Kort geding huurachterstand bedrijfsruimte tussen Hoorne Vastgoed B.V. en gedaagde

In deze zaak heeft de besloten vennootschap Hoorne Vastgoed B.V. de gedaagde gedagvaard in kort geding wegens huurachterstand van een bedrijfsruimte. De gedaagde huurt sinds 1 april 2016 een onroerende zaak van Hoorne Vastgoed en heeft een huurachterstand opgebouwd die al sinds juli 2019 aanhoudt. Hoorne Vastgoed vordert betaling van een bedrag van € 5.032,79, dat bestaat uit hoofdsom en rente, alsook contractueel verschuldigde boetes en buitengerechtelijke incassokosten. De gedaagde heeft erkend dat hij in gebreke is gebleven met de huurbetalingen, maar voert aan dat hij door de coronacrisis niet in staat is om de achterstand in te lossen. De mondelinge behandeling vond plaats op 20 april 2020, en de kantonrechter heeft op 4 mei 2020 uitspraak gedaan.

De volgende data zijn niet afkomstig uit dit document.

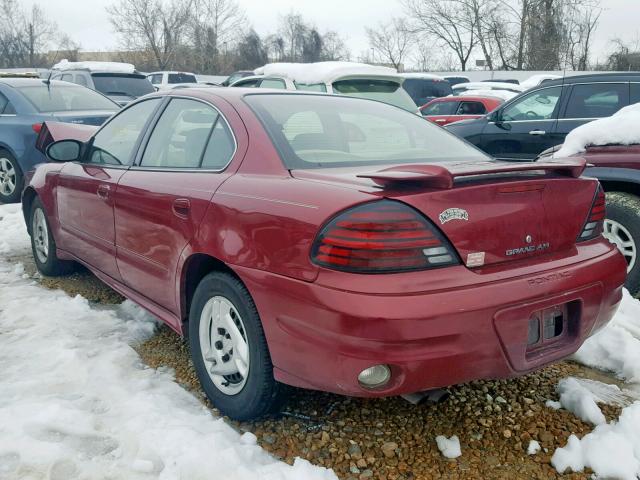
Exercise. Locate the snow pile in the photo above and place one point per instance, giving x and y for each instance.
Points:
(76, 402)
(323, 72)
(111, 67)
(611, 450)
(617, 347)
(533, 448)
(535, 80)
(622, 128)
(502, 94)
(449, 447)
(580, 401)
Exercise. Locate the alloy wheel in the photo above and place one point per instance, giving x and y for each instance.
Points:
(7, 177)
(40, 234)
(617, 234)
(223, 345)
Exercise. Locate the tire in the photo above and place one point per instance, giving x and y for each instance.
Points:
(11, 178)
(43, 245)
(622, 227)
(229, 351)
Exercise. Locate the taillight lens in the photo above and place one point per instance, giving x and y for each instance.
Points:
(381, 237)
(594, 224)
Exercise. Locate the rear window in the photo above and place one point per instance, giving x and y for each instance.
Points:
(182, 78)
(125, 85)
(423, 90)
(323, 132)
(382, 90)
(60, 98)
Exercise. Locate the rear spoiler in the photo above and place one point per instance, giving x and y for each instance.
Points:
(54, 131)
(439, 176)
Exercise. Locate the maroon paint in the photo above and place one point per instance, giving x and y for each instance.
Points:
(434, 327)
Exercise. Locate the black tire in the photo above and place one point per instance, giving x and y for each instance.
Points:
(624, 209)
(10, 194)
(260, 394)
(49, 265)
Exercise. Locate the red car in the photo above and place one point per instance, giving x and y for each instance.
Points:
(326, 242)
(453, 109)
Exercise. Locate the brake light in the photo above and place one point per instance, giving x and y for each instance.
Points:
(595, 221)
(381, 237)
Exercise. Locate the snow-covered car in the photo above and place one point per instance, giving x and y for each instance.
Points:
(169, 80)
(121, 82)
(611, 147)
(341, 78)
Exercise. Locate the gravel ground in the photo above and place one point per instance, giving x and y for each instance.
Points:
(390, 438)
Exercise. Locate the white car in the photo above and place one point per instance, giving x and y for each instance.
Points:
(342, 78)
(170, 80)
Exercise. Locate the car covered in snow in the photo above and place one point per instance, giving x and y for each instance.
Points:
(444, 111)
(326, 242)
(341, 78)
(611, 147)
(121, 82)
(25, 103)
(540, 118)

De kantonrechter oordeelt dat Hoorne Vastgoed een spoedeisend belang heeft bij de vordering, gezien de aanzienlijke huurachterstand. De rechter wijst de vordering tot betaling van de huurachterstand en de contractuele boete toe, omdat de gedaagde deze niet inhoudelijk heeft betwist. De rechter ziet geen aanleiding om de boete te matigen, aangezien de gedaagde geen overtuigende argumenten heeft aangedragen. Daarnaast wordt de gedaagde veroordeeld om het gehuurde binnen drie dagen na betekening van het vonnis te ontruimen. De rechter wijst ook de vordering tot betaling van toekomstige huurtermijnen toe, maar beperkt deze tot het onzekere moment van herverhuur. De proceskosten komen voor rekening van de gedaagde, die ook veroordeeld wordt tot betaling van nasalaris.

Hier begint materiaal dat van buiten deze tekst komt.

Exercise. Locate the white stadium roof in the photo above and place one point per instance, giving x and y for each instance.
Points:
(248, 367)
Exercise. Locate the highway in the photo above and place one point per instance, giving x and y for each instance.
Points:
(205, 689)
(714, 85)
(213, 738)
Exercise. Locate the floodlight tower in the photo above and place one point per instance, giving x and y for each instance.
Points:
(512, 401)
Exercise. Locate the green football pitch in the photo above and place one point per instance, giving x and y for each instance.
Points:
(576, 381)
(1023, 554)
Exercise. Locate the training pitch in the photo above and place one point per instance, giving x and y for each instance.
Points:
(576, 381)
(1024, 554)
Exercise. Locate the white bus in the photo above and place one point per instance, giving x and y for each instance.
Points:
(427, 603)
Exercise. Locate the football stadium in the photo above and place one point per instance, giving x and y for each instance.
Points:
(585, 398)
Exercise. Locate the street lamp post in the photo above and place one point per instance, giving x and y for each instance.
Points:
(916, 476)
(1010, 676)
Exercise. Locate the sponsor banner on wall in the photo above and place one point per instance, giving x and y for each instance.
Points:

Het vonnis is uitgesproken door mr. A.E. Merkus en is uitvoerbaar bij voorraad, met afwijzing van de overige vorderingen.

Uitspraak

RECHTBANK NOORD-HOLLAND

Handel, Kanton en Bewind
locatie Alkmaar
Zaaknr./rolnr.: 8356236 \ KG EXPL 20-25 KB
Uitspraakdatum: 4 mei 2020
Vonnis van de kantonrechter in kort geding in de zaak van:
De besloten vennootschap Hoorne Vastgoed B.V.
gevestigd te Uitgeest
eiseres
verder te noemen: Hoorne Vastgoed
gemachtigde: mr. R.A.M. Schram
tegen
[gedaagde]
wonende te [woonplaats]
gedaagde
verder te noemen: [gedaagde]
procederende in persoon.

1.Het procesverloop

1.1.
Hoorne Vastgoed heeft [gedaagde] op 9 april 2020 gedagvaard.
1.2.
De mondelinge behandeling heeft plaatsgevonden op 20 april 2020. De griffier heeft aantekeningen gemaakt van wat partijen ter toelichting van hun standpunten naar voren hebben gebracht.

2.De feiten

2.1.
[gedaagde] huurt van Hoorne Vastgoed de onroerende zaak gelegen te [adres] .
2.2.
De huurovereenkomst is ingegaan op 1 april 2016. Van deze huurovereenkomst maken onderdeel de Algemene Bepalingen Huurovereenkomst Winkelruimte waarin, voor zover hier van belang, in artikel 25.3 het volgende staat vermeld:
Telkens indien een uit hoofde van de huurovereenkomst door huurder verschuldigd bedrag niet prompt op de vervaldag is voldaan, verbeurt huurder aan verhuurder van rechtswege per kalendermaand vanaf de vervaldag van dat bedrag een direct opeisbare boete van 1% van het verschuldigde per kalendermaand, waarbij elke ingetreden maand als een volle maand geldt, met een minimum van € 300,00 per maand.(…)

3.De vordering

3.1.
Hoorne Vastgoed vordert dat de kantonrechter bij wijze van voorlopige voorziening [gedaagde] veroordeelt om binnen drie werkdagen na het in dezen te wijzen vonnis aan Hoorne Vastgoed te voldoen een bedrag van € 5.032,79 (hoofdsom en rente), te vermeerderen met de wettelijke handelsrente vanaf 9 april 2020 tot de dag van voldoening, een bedrag van € 2.100,00 wegens contractueel verschuldigde boetes en een bedrag van € 563,10 wegens gemaakte buitengerechtelijke incassokosten, alsmede voor iedere maand, of gedeelte daarvan dat de huurovereenkomst voortduurt aan Hoorne Vastgoed uiterlijk vóór de eerste van iedere betreffende maand een bedrag te voldoen van € 567,65. Daarnaast vordert Hoorne Vastgoed om [gedaagde] te veroordelen om het gehuurde binnen drie dagen na betekening van het in deze te wijzen vonnis te ontruimen en het gehuurde leeg en ontruimd, bezemschoon en onder afgifte van alle sleutels aan Hoorne Vastgoed ter beschikking te stellen, met machtiging aan Hoorne Vastgoed –indien [gedaagde] in gebreke blijft- de ontruiming zelf te doen bewerkstellingen, desnoods met de hulp van de sterke arm, met veroordeling van [gedaagde] in de proceskosten en de nakosten.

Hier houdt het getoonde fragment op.